CHILE
The Chilean press has been working without serious restrictions. However, there is restrictive legislation ranging from film censorship to the seizure of publications and books. It also includes the most severe regulations on insult and contempt in the continent. Thus, the judiciary is making rulings restricting freedom of expression, supported with case law described by many as against press freedom.
On the positive side, the executive branch has announced to the IAPA that it will take the necessary steps to get parliament to repeal all restrictive regulations. In fact, President Lagos has presented bills to repeal Article 6-B of the State Security law and eliminate film censorship. He also will ask Congress to approve regulations ending the judiciarys legal authority over the right to information. While recognizing the importance of this development, it must be noted that many of these proposals must be approved in parliament.
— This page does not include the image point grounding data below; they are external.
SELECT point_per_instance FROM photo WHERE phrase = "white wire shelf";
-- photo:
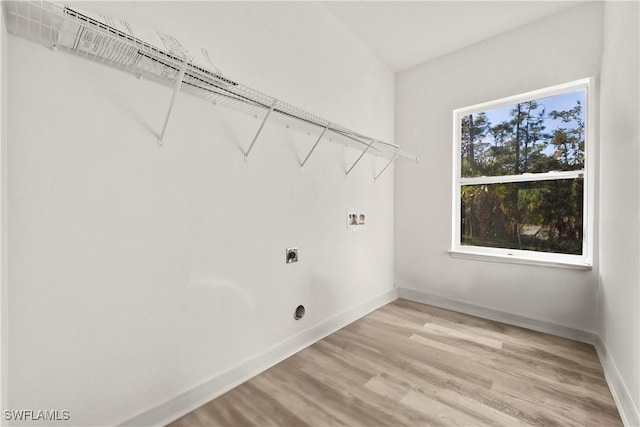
(165, 60)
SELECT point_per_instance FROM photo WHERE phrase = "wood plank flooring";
(409, 364)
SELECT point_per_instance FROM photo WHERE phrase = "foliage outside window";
(520, 178)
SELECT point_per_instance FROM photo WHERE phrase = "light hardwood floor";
(409, 364)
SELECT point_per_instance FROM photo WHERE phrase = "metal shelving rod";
(314, 147)
(176, 90)
(385, 167)
(361, 156)
(255, 138)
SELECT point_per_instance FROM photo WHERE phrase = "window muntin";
(520, 183)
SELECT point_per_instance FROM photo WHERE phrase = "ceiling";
(407, 33)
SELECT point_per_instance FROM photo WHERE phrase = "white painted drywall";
(556, 49)
(138, 273)
(619, 199)
(4, 312)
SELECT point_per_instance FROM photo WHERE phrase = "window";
(522, 178)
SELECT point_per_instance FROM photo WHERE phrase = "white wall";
(620, 201)
(557, 49)
(138, 273)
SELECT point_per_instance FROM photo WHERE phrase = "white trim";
(519, 256)
(186, 402)
(588, 337)
(626, 407)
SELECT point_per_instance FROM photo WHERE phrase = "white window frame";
(585, 260)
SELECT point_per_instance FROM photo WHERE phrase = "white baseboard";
(627, 408)
(186, 402)
(499, 316)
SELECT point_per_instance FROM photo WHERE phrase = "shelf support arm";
(314, 147)
(386, 166)
(176, 89)
(255, 138)
(361, 156)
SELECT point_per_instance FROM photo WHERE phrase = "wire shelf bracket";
(385, 167)
(314, 147)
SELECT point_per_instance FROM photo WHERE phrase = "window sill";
(520, 259)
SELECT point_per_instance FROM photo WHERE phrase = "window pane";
(541, 135)
(543, 216)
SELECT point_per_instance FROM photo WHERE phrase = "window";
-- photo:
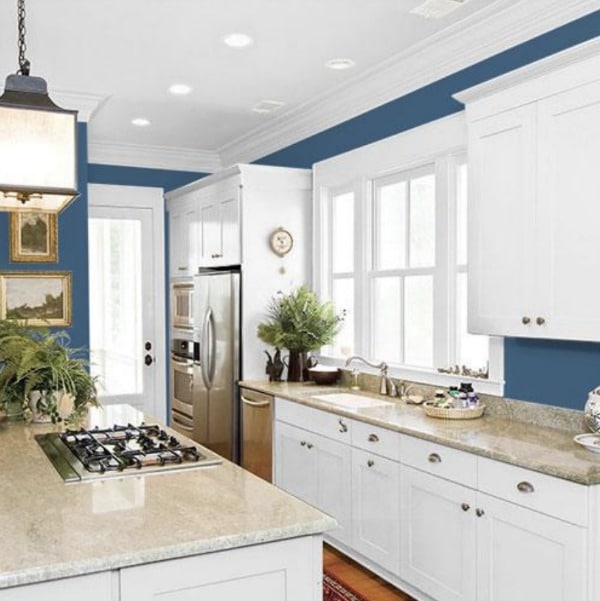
(391, 252)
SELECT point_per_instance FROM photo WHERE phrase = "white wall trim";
(85, 104)
(154, 157)
(485, 35)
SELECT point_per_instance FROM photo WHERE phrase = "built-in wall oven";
(183, 354)
(182, 305)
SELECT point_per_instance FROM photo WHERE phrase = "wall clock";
(281, 242)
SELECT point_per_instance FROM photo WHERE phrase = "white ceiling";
(126, 53)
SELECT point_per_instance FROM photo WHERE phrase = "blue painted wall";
(552, 372)
(72, 249)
It is hoped that with the executive branchs support, these bills, many of which have been in the legislature for several years, will be approved definitively.
One news ban was imposed but later lifted and there was a trial in the Santiago Appeals Court involving a newspaper in that city. The consideration of a proposed law on Freedom of Opinion and Information and Journalistic Practice has not progressed.
When the body of a worker was found in Lanco, in the Tenth Region on February 8, El Diario Austral of Valdivia reported that it was a homicide. A judge in San José de la Mariquina ordered a ban on giving information to the newspaper until February 20 under Article 25 of the Law on Advertising Abuses.
On February 5, Senator Francisco Javier Errázuriz filed a complaint in the Santiago Appeals Court under Article 6-B of the State Security law against Enrique Alvarado, editor of the daily newspaper El Metropolitano; Javier Ignacio Urrutia, publisher of the papers business section; and Mireya Muñoz, a photographer, for publication of reports about Eduardo Pinto Peralta, a notary who was on trial for allegedly falsifying a public document concerning a business owned by the senator.
At the beginning of March, Claudio Huepe, government secretary, met representatives of the Media Federation and the Journalists Colegio to discuss an amendment proposed by the executive branch to the press law under consideration in the Chamber of Deputies. The proposal is to be heard in the chamber in March, and the government has proposed that it be approved in May.
This bill for a press law has been in the legislature for seven years. Since it was rejected in August of last year, the administration decided to propose the amendment.